By J. Blake Ragsdale

What do you give a man who has dedicated three decades of his life to serving children? According to Michael C. Blackwell, who marked his 30th anniversary as Baptist Children’s Homes (BCH) president on July 1, the answer is “nothing.”

“I had zero expectations,” Blackwell says. “When I was asked by some of our staff members earlier in the year about planning a special recognition, I told them to do nothing.”

Instead, BCH’s staff members chose the opposite approach. A committee organized a fun day to be held at Mills Home to celebrate Blackwell’s service.

“I guess they didn’t listen very well,” Blackwell laughs.

Staff members, trustees and children gathered beneath stately trees in front of York Cottage on the Thomasville campus the morning of June 27. Inflatables, bounce houses, snow cones, barbecue, and a gospel bluegrass band from First Baptist Church of Carthage where Blackwell once pastored greeted Blackwell as he and his wife Catherine arrived at the celebration.

“Despite his wishes, there was no way we could let this milestone pass without doing something special for him,” explains BCH executive vice president Brenda Gray. “We wanted it to be a fun and relaxed day where he could simply visit with the children and staff.”

“You could not ask for a greater gift than the gift of time – time to spend with these incredible children, trustees and staff,” Blackwell says.

The trustees, planning committee and the City of Thomasville had a couple of extra surprises up their collective sleeves.

As a special gift, the trustees donated funds to the Michael C. Blackwell Endowment, a fund that supports BCH?and its residents. Blackwell was also presented with framed portraits of the two baptisms he performed for BCH?residents last year.
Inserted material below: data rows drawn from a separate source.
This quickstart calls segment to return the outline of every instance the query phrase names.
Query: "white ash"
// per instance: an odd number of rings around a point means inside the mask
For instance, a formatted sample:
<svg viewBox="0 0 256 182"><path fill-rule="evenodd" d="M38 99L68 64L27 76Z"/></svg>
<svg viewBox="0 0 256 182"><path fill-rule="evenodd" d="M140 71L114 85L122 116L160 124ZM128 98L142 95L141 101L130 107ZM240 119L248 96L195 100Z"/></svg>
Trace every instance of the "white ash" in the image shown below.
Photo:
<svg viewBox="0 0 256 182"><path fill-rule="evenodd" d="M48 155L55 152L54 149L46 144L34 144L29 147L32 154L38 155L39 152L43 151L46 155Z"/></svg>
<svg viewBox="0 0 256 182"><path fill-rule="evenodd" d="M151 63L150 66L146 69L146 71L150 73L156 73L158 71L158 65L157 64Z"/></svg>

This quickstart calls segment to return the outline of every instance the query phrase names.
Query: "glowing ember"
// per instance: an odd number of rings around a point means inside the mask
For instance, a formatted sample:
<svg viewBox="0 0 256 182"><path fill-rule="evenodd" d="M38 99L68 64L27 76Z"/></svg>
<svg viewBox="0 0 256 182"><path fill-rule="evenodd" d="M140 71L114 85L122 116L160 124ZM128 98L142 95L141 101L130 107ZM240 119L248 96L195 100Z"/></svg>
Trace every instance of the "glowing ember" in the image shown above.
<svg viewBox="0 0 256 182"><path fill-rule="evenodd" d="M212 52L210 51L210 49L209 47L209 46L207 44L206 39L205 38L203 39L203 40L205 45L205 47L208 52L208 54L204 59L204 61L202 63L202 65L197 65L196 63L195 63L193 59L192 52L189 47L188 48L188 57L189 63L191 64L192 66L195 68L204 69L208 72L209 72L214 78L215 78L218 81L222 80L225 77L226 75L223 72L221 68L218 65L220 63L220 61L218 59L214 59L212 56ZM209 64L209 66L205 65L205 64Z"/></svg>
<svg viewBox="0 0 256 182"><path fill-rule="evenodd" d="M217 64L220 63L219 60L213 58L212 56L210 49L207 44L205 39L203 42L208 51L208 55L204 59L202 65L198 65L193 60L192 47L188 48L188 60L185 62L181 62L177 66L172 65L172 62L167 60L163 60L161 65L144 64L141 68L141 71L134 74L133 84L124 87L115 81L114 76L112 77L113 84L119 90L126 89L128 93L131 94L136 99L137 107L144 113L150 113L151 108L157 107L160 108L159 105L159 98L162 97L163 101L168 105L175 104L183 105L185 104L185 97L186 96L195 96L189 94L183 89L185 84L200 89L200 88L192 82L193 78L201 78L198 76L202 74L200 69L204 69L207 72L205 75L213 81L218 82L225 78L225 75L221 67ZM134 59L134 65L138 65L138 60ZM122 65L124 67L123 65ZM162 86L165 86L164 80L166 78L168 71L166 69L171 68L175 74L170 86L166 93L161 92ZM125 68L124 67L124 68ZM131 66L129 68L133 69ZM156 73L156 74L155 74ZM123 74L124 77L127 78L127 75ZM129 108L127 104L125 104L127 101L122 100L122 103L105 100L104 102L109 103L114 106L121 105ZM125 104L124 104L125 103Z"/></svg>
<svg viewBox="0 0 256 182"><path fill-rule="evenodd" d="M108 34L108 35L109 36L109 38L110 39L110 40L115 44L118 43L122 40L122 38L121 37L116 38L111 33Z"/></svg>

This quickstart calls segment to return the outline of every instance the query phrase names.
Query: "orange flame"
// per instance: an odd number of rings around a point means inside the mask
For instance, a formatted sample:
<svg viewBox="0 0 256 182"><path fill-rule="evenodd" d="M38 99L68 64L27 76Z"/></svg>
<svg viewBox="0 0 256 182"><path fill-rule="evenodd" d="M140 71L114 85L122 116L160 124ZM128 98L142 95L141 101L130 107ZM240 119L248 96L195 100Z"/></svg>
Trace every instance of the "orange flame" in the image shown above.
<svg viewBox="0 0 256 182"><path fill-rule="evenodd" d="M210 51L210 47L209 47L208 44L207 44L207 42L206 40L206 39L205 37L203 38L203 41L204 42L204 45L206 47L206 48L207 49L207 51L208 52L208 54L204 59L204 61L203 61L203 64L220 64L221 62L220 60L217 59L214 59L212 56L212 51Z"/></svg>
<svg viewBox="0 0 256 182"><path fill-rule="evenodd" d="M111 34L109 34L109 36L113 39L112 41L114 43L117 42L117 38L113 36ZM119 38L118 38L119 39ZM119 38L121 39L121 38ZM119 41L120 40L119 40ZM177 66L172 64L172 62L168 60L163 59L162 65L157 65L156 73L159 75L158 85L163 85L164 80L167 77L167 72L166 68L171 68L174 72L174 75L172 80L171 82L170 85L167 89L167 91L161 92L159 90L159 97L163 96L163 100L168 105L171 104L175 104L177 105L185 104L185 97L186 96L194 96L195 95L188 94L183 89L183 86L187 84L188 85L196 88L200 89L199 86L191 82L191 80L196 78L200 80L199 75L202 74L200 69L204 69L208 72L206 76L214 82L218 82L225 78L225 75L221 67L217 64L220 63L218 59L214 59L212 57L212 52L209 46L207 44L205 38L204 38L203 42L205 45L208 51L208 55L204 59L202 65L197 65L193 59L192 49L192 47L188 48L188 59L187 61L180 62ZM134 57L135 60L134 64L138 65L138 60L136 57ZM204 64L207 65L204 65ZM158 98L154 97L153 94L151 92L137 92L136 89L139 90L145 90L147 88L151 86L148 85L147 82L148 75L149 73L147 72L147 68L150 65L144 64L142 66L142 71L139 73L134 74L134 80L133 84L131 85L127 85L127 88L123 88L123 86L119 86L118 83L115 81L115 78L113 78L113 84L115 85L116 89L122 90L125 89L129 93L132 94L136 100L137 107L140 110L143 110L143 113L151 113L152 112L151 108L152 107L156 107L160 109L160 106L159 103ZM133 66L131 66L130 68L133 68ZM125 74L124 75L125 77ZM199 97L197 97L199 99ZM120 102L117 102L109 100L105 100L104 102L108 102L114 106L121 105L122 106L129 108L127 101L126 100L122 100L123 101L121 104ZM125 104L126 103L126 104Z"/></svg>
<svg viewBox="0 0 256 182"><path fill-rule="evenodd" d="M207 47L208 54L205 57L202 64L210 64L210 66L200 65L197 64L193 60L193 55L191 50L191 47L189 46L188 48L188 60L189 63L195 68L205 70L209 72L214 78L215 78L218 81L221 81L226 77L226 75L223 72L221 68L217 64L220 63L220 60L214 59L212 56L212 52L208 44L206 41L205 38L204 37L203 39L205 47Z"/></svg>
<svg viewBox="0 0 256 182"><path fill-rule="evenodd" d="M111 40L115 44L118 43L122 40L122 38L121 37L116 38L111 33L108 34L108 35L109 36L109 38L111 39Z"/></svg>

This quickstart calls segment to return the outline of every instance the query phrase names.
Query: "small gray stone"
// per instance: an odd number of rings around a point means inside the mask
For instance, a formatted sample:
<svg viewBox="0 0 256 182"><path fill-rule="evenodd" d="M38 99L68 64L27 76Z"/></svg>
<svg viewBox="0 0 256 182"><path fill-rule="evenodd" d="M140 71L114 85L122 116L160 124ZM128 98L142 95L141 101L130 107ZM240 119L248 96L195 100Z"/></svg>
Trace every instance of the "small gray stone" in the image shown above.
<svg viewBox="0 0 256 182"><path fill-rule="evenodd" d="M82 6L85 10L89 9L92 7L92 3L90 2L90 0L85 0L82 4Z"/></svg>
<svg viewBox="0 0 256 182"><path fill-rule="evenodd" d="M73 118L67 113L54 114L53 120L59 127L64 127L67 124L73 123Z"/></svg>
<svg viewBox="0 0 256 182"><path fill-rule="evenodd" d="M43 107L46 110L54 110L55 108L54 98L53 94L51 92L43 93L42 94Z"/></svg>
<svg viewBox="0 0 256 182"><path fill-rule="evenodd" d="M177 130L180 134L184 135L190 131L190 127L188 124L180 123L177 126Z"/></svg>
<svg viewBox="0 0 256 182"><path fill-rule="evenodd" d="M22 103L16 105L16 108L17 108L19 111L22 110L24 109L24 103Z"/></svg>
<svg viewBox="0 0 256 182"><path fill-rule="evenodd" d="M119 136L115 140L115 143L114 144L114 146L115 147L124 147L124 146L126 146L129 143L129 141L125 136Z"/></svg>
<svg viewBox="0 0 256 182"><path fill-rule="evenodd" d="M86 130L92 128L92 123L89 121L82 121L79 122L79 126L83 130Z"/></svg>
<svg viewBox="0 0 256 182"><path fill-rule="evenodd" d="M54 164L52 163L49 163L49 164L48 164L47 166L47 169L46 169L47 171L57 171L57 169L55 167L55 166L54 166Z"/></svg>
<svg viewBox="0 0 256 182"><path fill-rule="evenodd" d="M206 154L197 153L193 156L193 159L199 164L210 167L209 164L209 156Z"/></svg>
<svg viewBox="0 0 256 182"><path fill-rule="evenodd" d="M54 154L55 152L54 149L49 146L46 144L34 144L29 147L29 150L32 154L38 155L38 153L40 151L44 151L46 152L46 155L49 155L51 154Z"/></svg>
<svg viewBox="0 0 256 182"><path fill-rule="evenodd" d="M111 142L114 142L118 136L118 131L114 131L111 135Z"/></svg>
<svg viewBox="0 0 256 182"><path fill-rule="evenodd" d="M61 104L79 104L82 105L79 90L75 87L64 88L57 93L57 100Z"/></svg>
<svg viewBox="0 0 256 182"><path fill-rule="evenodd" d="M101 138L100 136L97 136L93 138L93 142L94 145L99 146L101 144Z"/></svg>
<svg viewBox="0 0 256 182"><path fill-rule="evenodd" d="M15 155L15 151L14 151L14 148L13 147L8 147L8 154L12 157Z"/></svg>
For the finale, Thomasville mayor Joe Bennett and BCH trustee chair Gayla Freeman surprised BCH’s president when they unveiled a street sign reading “Blackwell Boulevard.”

“Dr. Blackwell has meant so much to this city, BCH and this campus,” said Mayor Bennett. “We’re blessed to be celebrating 30 years of him being with us here in Thomasville.”

Formerly Watson Avenue, the city renamed the public road in Blackwell’s honor. The street is the main entrance to Mills Home and extends from the front archway to Watson Circle, which is named for one of BCH’s founding donors.

“I’m stunned. I could have never imagined something like this,” Blackwell confesses. “I'm humbled and honored at the same time. It’s an honor I don’t deserve, but I accept it in honor of our staff, children and the board of trustees.”